I've been a fan from a distance of the E39 series and think it would suit my father well, but would greatly appreciate all opinions and perspectives as I begin to present him with what I think his options are (yes, I'm the one in the family who handles the car stuff).

Thanks one and all.


----------



## DSPTurtle (Oct 4, 2003)

I think we did a "top ten things to look for in an E39" post about a month ago. You might find it if you go back a few pages.
As with any used car... new as possible, low mileage as possible.
Good Luck.
JB


----------



## PropellerHead (Jan 3, 2002)

In the E39, as with most BMW's, the longer into the model lifespan, the more kinks get worked out and the more bells and whistles get worked in. 1999 was the first year for VANOS and rain sensing wipers (I think), 2000 the first for dual VANOS and standard HID's. '01 represented a great year for asthetics- with angel eye lights, CELIS rears and round fogs. You mentioned the 02's with a lil HP bump. The 02's likely also added auto headlights. They also got a nice, thick sports steering wheel.

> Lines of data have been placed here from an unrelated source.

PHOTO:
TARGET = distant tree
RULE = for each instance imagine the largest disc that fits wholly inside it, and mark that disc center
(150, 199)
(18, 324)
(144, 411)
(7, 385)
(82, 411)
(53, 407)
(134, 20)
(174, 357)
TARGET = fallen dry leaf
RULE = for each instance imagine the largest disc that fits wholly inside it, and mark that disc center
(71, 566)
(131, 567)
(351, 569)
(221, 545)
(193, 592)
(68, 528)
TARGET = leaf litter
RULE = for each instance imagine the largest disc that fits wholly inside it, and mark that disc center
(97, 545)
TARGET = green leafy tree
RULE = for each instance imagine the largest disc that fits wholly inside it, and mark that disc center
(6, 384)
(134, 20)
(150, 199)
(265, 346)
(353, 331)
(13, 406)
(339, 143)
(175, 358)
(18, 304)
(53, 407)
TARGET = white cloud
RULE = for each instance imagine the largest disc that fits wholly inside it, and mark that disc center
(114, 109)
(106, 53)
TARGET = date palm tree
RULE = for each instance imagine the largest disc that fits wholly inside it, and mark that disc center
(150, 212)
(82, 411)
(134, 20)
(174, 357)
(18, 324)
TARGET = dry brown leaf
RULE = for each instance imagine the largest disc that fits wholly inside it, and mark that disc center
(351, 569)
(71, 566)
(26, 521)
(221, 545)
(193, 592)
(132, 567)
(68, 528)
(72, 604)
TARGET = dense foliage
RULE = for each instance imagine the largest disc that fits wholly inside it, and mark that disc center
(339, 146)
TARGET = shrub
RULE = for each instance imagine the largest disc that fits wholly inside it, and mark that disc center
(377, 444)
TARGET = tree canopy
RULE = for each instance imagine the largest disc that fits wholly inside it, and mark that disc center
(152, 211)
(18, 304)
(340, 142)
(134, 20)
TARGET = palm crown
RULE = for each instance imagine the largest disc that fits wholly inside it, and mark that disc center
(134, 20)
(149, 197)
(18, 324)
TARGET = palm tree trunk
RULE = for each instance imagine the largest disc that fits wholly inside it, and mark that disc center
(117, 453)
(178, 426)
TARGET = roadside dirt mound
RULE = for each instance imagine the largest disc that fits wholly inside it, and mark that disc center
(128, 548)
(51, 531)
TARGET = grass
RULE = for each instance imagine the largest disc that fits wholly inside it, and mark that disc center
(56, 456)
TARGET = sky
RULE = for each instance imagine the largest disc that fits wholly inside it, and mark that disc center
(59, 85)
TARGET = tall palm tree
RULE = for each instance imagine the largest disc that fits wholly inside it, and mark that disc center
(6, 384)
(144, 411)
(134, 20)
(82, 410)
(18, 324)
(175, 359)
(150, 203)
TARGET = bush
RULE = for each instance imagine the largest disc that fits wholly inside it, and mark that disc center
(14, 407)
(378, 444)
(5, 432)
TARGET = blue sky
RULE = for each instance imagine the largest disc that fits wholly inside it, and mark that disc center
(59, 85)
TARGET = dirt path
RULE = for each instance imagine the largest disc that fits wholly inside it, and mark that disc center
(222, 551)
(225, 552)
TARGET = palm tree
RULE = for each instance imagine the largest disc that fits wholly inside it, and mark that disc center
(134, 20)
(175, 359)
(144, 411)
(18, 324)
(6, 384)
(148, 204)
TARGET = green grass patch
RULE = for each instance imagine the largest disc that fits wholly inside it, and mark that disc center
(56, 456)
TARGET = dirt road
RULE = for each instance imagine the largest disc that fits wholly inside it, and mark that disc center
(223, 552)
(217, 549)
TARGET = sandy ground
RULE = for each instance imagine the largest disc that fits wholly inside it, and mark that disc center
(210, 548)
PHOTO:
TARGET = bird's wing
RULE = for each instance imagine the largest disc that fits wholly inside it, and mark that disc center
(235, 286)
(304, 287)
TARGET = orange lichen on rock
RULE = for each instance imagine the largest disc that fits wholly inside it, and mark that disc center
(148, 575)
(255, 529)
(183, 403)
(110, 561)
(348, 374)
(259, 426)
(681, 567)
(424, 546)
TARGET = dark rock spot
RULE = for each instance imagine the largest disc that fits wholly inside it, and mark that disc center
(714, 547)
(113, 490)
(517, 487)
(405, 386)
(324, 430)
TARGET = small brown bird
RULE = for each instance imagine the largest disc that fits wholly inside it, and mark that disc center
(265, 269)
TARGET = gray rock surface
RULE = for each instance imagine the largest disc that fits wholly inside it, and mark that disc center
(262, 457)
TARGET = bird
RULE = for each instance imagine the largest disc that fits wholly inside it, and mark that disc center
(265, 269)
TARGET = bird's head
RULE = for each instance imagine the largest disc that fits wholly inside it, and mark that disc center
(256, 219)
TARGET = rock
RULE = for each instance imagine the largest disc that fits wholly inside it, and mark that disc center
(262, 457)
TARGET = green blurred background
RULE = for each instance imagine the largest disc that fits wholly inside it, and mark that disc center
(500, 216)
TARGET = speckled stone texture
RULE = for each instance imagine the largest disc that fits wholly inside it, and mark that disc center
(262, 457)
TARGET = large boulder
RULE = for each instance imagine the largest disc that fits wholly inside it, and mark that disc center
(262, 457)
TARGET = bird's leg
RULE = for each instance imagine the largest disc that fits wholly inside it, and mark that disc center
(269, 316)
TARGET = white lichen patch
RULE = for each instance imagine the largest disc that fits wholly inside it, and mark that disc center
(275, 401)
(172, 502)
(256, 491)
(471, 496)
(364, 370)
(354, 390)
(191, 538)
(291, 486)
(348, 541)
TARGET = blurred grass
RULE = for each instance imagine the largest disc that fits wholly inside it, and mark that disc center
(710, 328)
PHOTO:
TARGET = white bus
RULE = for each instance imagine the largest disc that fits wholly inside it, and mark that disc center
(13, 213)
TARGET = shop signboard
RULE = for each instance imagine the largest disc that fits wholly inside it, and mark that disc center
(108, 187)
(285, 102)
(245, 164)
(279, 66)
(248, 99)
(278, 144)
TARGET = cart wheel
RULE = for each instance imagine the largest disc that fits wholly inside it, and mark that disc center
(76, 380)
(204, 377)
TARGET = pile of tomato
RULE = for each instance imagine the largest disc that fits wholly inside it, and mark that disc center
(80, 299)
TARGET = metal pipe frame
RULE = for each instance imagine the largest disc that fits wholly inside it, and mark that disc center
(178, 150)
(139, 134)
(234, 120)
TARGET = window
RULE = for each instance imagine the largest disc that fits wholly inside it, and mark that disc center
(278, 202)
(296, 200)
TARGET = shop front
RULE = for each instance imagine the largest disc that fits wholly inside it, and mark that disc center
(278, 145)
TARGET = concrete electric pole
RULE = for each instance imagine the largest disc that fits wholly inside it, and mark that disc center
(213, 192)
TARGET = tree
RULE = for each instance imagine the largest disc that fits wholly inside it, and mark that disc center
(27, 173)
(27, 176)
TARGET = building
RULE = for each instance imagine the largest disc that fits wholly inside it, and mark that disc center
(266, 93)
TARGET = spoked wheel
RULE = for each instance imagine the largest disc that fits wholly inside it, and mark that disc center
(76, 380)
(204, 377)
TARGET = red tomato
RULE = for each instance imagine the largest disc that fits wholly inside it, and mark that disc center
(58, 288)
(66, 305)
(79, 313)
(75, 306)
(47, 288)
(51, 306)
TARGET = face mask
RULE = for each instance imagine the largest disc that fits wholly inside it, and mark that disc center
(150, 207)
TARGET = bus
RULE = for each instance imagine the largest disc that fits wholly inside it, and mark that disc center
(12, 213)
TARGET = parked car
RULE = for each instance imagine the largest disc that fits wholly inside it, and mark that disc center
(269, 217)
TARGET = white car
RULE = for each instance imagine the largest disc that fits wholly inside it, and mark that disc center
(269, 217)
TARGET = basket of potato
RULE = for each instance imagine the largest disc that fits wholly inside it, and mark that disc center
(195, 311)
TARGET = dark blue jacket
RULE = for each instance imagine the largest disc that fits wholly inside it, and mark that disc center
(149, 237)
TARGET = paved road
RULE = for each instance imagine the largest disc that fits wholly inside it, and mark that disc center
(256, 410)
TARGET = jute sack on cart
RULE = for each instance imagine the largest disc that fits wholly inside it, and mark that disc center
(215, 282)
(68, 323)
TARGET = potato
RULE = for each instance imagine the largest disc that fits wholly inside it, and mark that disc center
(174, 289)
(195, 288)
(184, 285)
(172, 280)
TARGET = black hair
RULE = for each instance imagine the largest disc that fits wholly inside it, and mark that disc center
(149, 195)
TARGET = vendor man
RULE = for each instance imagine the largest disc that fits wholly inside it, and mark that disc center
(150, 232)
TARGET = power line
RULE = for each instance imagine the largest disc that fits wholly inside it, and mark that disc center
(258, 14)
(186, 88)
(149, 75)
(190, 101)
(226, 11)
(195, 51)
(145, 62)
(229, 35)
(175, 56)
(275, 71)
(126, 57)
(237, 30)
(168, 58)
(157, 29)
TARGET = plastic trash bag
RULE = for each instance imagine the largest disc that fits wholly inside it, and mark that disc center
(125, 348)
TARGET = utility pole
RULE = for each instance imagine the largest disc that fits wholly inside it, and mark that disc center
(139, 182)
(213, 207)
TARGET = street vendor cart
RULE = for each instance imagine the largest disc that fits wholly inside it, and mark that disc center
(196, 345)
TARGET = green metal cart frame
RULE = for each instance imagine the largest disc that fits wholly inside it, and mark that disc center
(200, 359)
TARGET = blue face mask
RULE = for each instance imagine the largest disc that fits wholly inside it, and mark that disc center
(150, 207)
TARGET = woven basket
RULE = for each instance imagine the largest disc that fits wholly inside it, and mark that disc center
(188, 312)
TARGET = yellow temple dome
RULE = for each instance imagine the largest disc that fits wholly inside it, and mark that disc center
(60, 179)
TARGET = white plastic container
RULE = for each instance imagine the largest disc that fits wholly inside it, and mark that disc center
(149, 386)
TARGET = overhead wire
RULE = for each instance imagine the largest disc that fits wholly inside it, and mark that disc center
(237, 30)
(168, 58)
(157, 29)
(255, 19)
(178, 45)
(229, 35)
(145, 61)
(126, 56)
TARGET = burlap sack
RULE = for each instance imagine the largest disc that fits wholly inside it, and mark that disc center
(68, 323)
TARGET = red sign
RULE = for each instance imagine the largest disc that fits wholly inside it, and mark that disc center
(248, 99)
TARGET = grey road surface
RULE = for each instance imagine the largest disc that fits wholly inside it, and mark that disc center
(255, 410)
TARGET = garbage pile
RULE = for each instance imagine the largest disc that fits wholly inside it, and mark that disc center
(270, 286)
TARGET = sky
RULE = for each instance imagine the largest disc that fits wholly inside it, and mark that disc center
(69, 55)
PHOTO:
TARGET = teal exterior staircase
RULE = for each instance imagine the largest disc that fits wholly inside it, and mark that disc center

'03 sports had the M Technik front and rear bumpers, as you mentioned, but Zeckhausen measured the sways to be the same thickness as years prior. Perhaps the shocks and springs are a bit stiffer? That's what the Roundel would have one believe, but they were also wrong about the sway bar diameter. 03's also got M door sill protectors.

As for reliability, I, too would head toward the later years. 97's and 98's are notorious for missing pixels on the dash readout and a lot of other little things. Some say the earlier cars are better for modding or maybe even faster. May be true, but not what you're looking for, I'm sure.

Best of luck and send pics when you decide! Or, heck- run some cars by us- we'll help out!

_edit_
Kowached's all-in-one :thumbup:


----------



## norcal 528i (Dec 2, 2003)

Thanks for posting the all in one. That is great. I have had my car for about four months and have already experienced a third or so of the list, and suspect another third.  

As for the post originator the cosmetics get a big bump in 2001 (better lights and some trim). Something that I, as a 2000 owner, can really appreciate.

edit: looks like this advice was already outlined above.


----------